Too Slim and the Taildraggers is a blues/rock band led by guitarist and vocalist Tim Langford. The accomplished musician has received lifetime achievement and hall of fame awards from three Northwest blues societies and more than 40 regional and national music awards. The band’s 2020 release, “The Remedy,” debuted at No. 3 on the Billboard Top Blues Album chart.
Langford’s musical influences include Lightnin’ Hopkins, Freddy King, Duane Alliman and Lynyrd Skynyrd.
“When I was growing up, I associated music with a band or a musician and not with a particular genre of music,” he said in a 2016 article on bluesblastmagazine.com.
Langford started Too Slim and Taildraggers in 1986 in Spokane, Washington. This is their only show in Alaska.
Food trucks Dingy, Lani’s Filipino BBQ and Dough Buoys and a beer garden with cider from Double Shovel will be at the Fairgrounds. In addition, a free shuttle bus will begin at 6 p.m. and run between the Harbormaster building and the Fairgrounds. The bus will leave downtown at 6 p.m., 7 p.m. and 8 p.m.
Tickets are $22 per person and are available at www.kodiakarts.org or at the gate. Youth ages 12 and under are $10 and children 2 and under are free.
TEXAS HILL
Texas Hill caps off its three-city Alaska tour on Sunday at the Kodiak Fairgrounds. The concert — presented by Erickson Unlimited, The Kodiak Lions Club and KVOK — begins at 6 p.m. with James Logan Cole with guest Jerred Williams, followed by Ellamy Tiller and the Twang.

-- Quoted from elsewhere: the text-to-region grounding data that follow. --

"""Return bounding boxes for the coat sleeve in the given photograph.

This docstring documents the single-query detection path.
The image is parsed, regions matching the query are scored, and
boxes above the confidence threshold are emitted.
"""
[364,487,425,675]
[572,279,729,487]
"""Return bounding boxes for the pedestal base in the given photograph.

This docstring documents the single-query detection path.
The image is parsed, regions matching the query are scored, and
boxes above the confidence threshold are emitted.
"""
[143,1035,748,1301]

Craig Wayne Boyd, Adam Wakefield and Casey James make up the country band. Boyd won season 7 of “The Voice,” Wakefield was runner-up of season 10 of “The Voice” and James was the third-place finisher on the ninth season of “American Idol.”
The trio formed in 2020 but has been creating music together since 2019.

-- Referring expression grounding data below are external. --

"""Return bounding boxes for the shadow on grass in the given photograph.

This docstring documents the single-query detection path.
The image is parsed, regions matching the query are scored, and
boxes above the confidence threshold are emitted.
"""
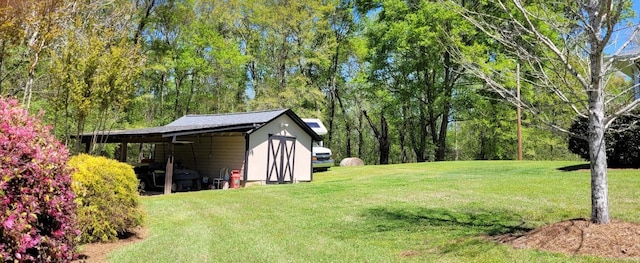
[361,206,532,236]
[558,163,640,171]
[557,163,590,172]
[329,206,536,257]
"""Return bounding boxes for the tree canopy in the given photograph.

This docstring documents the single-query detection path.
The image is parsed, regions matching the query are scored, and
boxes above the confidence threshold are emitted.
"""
[1,0,635,172]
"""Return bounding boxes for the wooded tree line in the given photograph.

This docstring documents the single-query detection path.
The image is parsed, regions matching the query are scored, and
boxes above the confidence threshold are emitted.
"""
[0,0,626,163]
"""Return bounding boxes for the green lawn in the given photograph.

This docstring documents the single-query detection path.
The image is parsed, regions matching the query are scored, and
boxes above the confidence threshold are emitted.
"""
[107,161,640,262]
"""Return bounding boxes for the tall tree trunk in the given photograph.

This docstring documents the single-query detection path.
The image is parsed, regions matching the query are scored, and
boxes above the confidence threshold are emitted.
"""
[278,37,288,92]
[358,110,364,158]
[23,76,34,111]
[428,110,438,159]
[399,105,409,163]
[186,73,195,114]
[327,86,336,147]
[23,50,40,111]
[159,73,165,119]
[436,113,449,160]
[588,89,609,224]
[336,91,351,156]
[174,74,185,118]
[327,42,341,148]
[23,28,45,111]
[478,130,487,160]
[75,115,86,154]
[588,53,609,224]
[363,110,390,164]
[379,113,389,165]
[134,0,156,45]
[415,106,428,162]
[586,1,609,225]
[436,51,455,161]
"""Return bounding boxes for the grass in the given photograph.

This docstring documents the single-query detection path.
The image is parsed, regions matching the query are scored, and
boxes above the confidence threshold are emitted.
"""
[107,161,640,262]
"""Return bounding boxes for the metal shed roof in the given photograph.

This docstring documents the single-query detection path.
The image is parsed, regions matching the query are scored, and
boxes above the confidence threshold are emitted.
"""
[77,109,321,144]
[167,109,288,127]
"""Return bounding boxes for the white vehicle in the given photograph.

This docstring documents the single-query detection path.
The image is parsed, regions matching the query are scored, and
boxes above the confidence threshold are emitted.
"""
[302,118,333,171]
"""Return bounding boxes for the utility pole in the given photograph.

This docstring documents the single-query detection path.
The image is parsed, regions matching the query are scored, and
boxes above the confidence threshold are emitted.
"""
[516,63,523,160]
[454,119,459,161]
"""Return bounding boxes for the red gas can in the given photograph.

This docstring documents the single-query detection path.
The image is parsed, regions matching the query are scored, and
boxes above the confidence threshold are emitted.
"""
[230,170,241,189]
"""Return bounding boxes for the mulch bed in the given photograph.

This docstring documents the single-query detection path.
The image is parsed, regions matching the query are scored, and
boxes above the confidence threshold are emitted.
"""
[73,227,147,263]
[492,218,640,259]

“The one thing that was good about those shows is that it brought exposure to all of us and where we were at in life,” Boyd said in an interview on tasteofcountry.com.
Tickets are $35 and are available at kvok.com or the radio station on Mill Bay Road. Children 5 and under are free. Gates open at 5 p.m.
PARADES
A pair of parades highlight the Fourth of July.

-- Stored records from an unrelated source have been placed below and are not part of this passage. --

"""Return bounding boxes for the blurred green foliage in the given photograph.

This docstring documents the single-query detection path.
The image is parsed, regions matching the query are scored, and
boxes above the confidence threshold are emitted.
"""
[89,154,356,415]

The American Legion parade begins in downtown Kodiak at 11 a.m., while the Chiniak Fourth of July Celebration Parade starts at Roads End restaurant at 2 p.m.
Parade organizer Moe Butler said this is the 23rd installment of the Chiniak Parade that was started by Coast Guard Captain John Miller, who has since died.
“One day we were sitting around a fire, and he said, ‘We should have a parade,”’ Butler said. “We’ve got to do it now to honor him. It’s a Chiniak thing. The whole neighborhood gets into it, and it is quite fun.”
Butler encourages people from town to watch the parade that covers over a mile of road and ends at Silver Beach.
Butler said the parade features tractors, four-wheelers, ATVs, vintage cars and horses.
COMMUNITY RUN
Kodiak’s annual Fourth of July 5K/10K Run/Walk is 9:30 a.m. Monday. The race starts and finishes outside the National Guard Armory at 125 Powell Street. Registration for the race begins at 8:30 a.m. at the Kodiak Community Swimming Pool.
The Fourth of July run started in 1980, with the race beginning at the entrance to the Coast Guard base and ending in downtown Kodiak. The City of Kodiak Parks and Recreation Department changed the course in 2021.
The new 10K course has runners taking Rezanof Drive to Glow Skin Care and returning to town via Mill Bay Road. The 5K course is similar, with the turnaround point being Benny Benson Drive.